Question. The rate of change of the area of a circle with respect to its radius \( r \) at \( r = 6 \) cm is
(a) \( 10\pi \)
(b) \( 12\pi \)
(c) \( 8\pi \)
(d) \( 11\pi \)
Answer: (b) \( 12\pi \)

Question. The total revenue in rupees received from the sale of \( x \) units of a product is given by \( R(x) = 3x^2 + 36x + 5 \). The marginal revenue, when \( x = 15 \) is
(a) 116
(b) 96
(c) 90
(d) 126
Answer: (d) 126

Question. The two curves \( x^3 - 3xy^2 + 2 = 0 \) and \( 3x^2y - y^3 = 2 \)
(a) touch each other
(b) cut at right angle
(c) cut at an angle \( \frac{\pi}{3} \)
(d) cut at an angle \( \frac{\pi}{4} \)
Answer: (b) cut at right angle

Question. The tangent to the curve given by \( x = e^t . \cos t, y = e^t . \sin t \) at \( t = \frac{\pi}{4} \) makes with x-axis an angle
(a) 0
(b) \( \frac{\pi}{4} \)
(c) \( \frac{\pi}{3} \)
(d) \( \frac{\pi}{2} \)
Answer: (d) \( \frac{\pi}{2} \)

Question. The equation of the normal to the curve \( y = \sin x \) at (0, 0) is
(a) \( x = 0 \)
(b) \( y = 0 \)
(c) \( x + y = 0 \)
(d) \( x - y = 0 \)
Answer: (c) \( x + y = 0 \)

Question. The point on the curve \( y^2 = x \), where the tangent makes an angle of \( \frac{\pi}{4} \) with x-axis is
(a) \( \left(\frac{1}{2}, \frac{1}{4}\right) \)
(b) \( \left(\frac{1}{4}, \frac{1}{2}\right) \)
(c) (4, 2)
(d) (1, 1)
Answer: (b) \( \left(\frac{1}{4}, \frac{1}{2}\right) \)

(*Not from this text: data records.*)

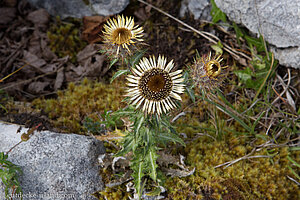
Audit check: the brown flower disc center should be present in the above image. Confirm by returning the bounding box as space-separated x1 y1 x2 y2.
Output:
112 28 132 45
139 68 173 101
147 74 166 92
207 60 221 77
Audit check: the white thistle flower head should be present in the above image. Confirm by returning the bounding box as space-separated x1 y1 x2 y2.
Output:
126 55 185 115
102 15 144 55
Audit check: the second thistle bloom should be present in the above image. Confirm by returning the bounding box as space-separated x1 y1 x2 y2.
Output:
103 15 144 57
127 56 185 115
190 52 227 91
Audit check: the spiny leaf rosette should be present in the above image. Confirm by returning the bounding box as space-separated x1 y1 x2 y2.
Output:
190 52 227 91
103 15 144 57
127 56 185 115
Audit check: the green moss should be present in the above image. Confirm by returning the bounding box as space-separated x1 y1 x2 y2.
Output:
47 17 87 63
166 116 300 199
33 79 124 133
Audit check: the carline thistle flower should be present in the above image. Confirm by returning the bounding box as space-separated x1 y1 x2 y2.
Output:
126 56 185 115
102 15 144 57
191 52 228 91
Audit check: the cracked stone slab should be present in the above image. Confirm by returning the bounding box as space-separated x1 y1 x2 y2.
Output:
215 0 300 69
0 122 105 200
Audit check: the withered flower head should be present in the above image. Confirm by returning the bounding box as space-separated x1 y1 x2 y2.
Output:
127 56 185 115
191 52 227 91
103 15 144 57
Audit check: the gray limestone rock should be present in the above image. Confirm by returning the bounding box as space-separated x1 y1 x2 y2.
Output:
179 0 211 21
28 0 129 18
215 0 300 69
0 123 105 200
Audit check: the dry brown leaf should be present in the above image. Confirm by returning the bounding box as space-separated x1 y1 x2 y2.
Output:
27 9 50 27
23 50 46 68
28 81 50 94
82 16 109 44
0 7 17 25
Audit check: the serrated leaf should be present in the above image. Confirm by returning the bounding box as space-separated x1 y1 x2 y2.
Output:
110 69 129 83
158 133 185 146
185 87 196 103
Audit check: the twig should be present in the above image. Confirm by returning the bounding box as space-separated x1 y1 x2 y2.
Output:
271 68 291 105
138 0 251 60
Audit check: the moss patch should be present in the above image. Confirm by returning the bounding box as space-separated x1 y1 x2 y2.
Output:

Question. The sides of an equilateral triangle are increasing at the rate of 2 cm/sec. The rate at which the area increases, when side is 10 cm is
(a) \( 10 \text{ cm}^2/\text{s} \)
(b) \( \sqrt{3} \text{ cm}^2/\text{s} \)
(c) \( 10\sqrt{3} \text{ cm}^2/\text{s} \)
(d) \( \frac{10}{3} \text{ cm}^2/\text{s} \)
Answer: (c) \( 10\sqrt{3} \text{ cm}^2/\text{s} \)

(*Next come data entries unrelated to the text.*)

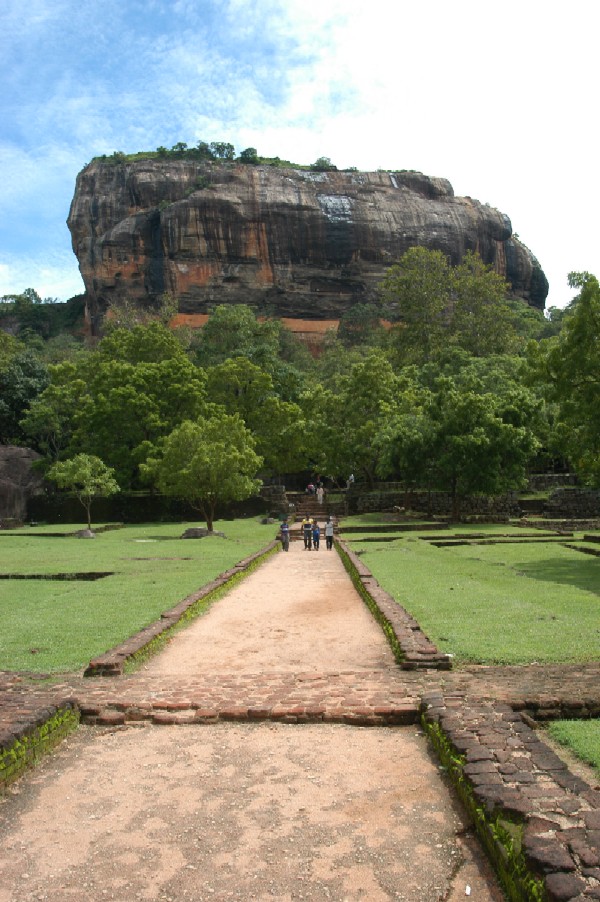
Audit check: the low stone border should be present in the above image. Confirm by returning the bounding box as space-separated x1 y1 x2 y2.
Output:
84 540 280 676
0 701 79 793
335 538 452 670
422 692 600 902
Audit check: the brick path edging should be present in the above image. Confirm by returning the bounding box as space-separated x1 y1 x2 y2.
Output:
335 538 452 670
84 540 280 676
421 691 600 902
0 699 79 793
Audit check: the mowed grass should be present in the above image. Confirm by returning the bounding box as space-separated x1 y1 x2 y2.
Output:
342 518 600 664
0 519 276 673
548 720 600 777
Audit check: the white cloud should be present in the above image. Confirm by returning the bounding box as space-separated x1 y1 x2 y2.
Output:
0 0 600 303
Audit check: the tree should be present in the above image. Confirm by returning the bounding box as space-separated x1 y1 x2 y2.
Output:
206 357 306 474
427 379 537 520
338 304 382 347
210 141 235 160
20 361 87 460
70 352 214 488
0 349 49 444
46 454 120 530
98 321 187 364
142 414 262 532
310 157 337 172
314 351 398 485
239 147 259 163
449 251 525 357
530 273 600 485
197 304 280 369
381 247 451 364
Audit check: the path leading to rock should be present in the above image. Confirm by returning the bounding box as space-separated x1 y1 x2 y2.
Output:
0 543 502 902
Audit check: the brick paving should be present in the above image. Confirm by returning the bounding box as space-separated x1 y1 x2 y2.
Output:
0 540 600 902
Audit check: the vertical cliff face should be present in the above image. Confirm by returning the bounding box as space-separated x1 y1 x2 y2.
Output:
68 160 548 328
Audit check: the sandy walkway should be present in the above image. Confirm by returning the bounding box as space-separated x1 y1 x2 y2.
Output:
139 542 394 677
0 544 502 902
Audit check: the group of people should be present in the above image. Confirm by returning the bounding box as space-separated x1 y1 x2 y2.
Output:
302 516 333 551
281 516 333 551
306 480 325 504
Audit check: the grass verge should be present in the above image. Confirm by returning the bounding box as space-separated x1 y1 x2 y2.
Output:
547 720 600 780
347 525 600 664
0 520 274 674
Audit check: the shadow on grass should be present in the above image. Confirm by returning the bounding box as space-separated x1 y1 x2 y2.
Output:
515 558 600 595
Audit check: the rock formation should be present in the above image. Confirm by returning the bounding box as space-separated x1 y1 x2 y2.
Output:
68 159 548 332
0 445 43 526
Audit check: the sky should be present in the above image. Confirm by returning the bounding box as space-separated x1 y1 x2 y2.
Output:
0 0 600 307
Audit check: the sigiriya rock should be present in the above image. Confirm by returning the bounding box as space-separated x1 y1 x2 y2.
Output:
68 159 548 331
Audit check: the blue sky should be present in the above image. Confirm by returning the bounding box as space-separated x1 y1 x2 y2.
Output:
0 0 600 306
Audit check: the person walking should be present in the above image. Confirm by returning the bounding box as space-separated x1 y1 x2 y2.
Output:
302 514 312 551
325 514 333 551
313 520 321 551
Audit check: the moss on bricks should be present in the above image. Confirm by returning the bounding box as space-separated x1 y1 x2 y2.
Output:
0 705 79 792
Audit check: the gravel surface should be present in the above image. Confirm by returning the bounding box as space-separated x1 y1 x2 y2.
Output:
0 543 503 902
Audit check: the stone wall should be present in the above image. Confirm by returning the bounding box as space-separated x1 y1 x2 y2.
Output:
348 489 521 520
527 473 578 492
544 487 600 520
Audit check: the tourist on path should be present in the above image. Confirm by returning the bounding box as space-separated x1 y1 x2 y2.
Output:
313 520 321 551
325 515 333 551
302 515 312 551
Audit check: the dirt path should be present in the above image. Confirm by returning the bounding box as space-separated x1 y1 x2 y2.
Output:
0 543 502 902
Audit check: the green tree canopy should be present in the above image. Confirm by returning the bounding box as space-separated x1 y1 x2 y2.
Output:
0 348 49 445
46 454 120 530
530 273 600 485
142 414 262 532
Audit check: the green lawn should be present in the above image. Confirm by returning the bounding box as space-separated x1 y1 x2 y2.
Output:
548 720 600 778
0 519 276 673
344 521 600 664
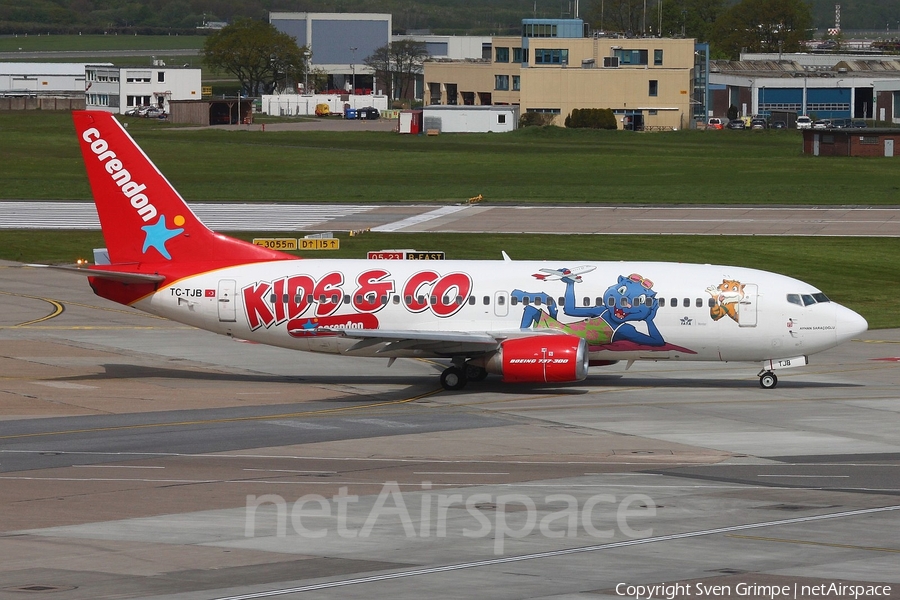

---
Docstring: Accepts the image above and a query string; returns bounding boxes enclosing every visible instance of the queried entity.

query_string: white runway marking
[372,204,469,231]
[216,505,900,600]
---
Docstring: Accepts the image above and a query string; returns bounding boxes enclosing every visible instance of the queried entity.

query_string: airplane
[534,265,597,283]
[52,111,868,390]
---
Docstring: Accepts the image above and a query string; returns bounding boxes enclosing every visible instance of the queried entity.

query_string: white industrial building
[84,65,202,114]
[0,62,92,96]
[260,94,388,117]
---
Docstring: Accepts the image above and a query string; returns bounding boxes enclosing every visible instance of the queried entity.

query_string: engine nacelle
[472,335,588,383]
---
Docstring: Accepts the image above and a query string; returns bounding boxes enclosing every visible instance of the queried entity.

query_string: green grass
[0,231,900,329]
[0,35,206,52]
[0,112,900,205]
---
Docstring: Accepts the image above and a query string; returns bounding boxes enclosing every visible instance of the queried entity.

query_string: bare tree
[363,40,428,98]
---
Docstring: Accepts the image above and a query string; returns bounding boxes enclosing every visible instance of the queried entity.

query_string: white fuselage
[134,260,866,361]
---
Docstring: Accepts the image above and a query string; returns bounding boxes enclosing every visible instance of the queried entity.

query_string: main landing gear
[441,364,488,391]
[759,371,778,390]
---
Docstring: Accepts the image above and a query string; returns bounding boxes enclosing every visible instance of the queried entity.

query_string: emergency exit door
[216,279,237,323]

Question. A ladder, 5 meter long, standing on a horizontal floor, leans against a vertical wall. If the top of the ladder slides downwards at the rate of 10 cm/sec, then the rate at which the angle between the floor and the ladder is decreasing when lower end of ladder is 2 metres from the wall is
(a) \( \frac{1}{10} \text{ radian/sec} \)
(b) \( \frac{1}{20} \text{ radian/sec} \)
(c) 20 radian/sec
(d) 10 radian/sec
Answer: (b) \( \frac{1}{20} \text{ radian/sec} \)

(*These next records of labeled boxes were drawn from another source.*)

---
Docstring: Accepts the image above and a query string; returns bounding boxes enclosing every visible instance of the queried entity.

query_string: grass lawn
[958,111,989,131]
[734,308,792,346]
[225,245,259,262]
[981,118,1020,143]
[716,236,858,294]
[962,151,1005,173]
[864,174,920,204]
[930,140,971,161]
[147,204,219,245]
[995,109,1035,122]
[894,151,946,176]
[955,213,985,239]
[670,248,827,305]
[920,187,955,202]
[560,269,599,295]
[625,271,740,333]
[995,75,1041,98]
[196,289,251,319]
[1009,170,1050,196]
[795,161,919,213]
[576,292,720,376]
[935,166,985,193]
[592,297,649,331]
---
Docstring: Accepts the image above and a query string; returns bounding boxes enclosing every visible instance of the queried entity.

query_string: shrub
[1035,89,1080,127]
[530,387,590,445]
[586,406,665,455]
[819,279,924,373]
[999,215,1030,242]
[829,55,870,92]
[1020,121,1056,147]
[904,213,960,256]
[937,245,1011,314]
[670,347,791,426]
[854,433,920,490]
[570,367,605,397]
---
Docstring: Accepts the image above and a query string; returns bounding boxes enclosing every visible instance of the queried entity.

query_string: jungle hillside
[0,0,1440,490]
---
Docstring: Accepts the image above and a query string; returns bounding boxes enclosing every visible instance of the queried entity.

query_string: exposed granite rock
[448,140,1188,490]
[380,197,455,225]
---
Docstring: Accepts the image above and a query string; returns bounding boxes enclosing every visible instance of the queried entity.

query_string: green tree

Question. \( y = x(x - 3)^2 \) decreases for the values of \( x \) given by
(a) \( 1 < x < 3 \)
(b) \( x < 0 \)
(c) \( x > 0 \)
(d) \( 0 < x < \frac{3}{2} \)
Answer: (a) \( 1 < x < 3 \)

Question. The maximum value of \( \sin x . \cos x \) is
(a) \( \frac{1}{4} \)
(b) \( \frac{1}{2} \)
(c) \( \sqrt{2} \)
(d) \( 2\sqrt{2} \)
Answer: (b) \( \frac{1}{2} \)

Assertion-Reason Questions

Question. Assertion (A): The rate of change of area of a circle with respect to its radius \( r \) when \( r = 6 \) cm is \( 12\pi \text{ cm}^2/\text{cm} \).
Reason (R): Rate of change of area of a circle with respect to its radius \( r \) is \( \frac{dA}{dr} \), where A is the area of the circle.
(a) Both A and R are true and R is the correct explanation for A.
(b) Both A and R are true and R is not the correct explanation for A.
(c) A is true but R is false.
(d) A is false but R is true.
Answer: (a) Both A and R are true and R is the correct explanation for A.

Question. Assertion (A): \( f(x) = \tan x - x \) always increases.
Reason (R): Any function \( y = f(x) \) is increasing if \( \frac{dy}{dx} > 0 \).
(a) Both A and R are true and R is the correct explanation for A.
(b) Both A and R are true and R is not the correct explanation for A.
(c) A is true but R is false.
(d) A is false but R is true.
Answer: (a) Both A and R are true and R is the correct explanation for A.

Question. Assertion (A): \( f(x) = x^4 \) is decreasing in the interval \( (0, \infty) \).
Reason (R): Any function \( y = f(x) \) is decreasing if \( \frac{dy}{dx} < 0 \).
(a) Both A and R are true and R is the correct explanation for A.
(b) Both A and R are true and R is not the correct explanation for A.
(c) A is true but R is false.
(d) A is false but R is true.
Answer: (d) A is false but R is true.

Question. Assertion (A): The slope of the tangent to the curve \( y = x^3 \) where it cuts x-axis, is 0.
Reason (R): Slope of tangent to the curve \( y = f(x) \) at point \( (x_0, y_0) \) is \( \frac{dy}{dx} \) at \( (x_0, y_0) \).
(a) Both A and R are true and R is the correct explanation for A.
(b) Both A and R are true and R is not the correct explanation for A.
(c) A is true but R is false.
(d) A is false but R is true.
Answer: (a) Both A and R are true and R is the correct explanation for A.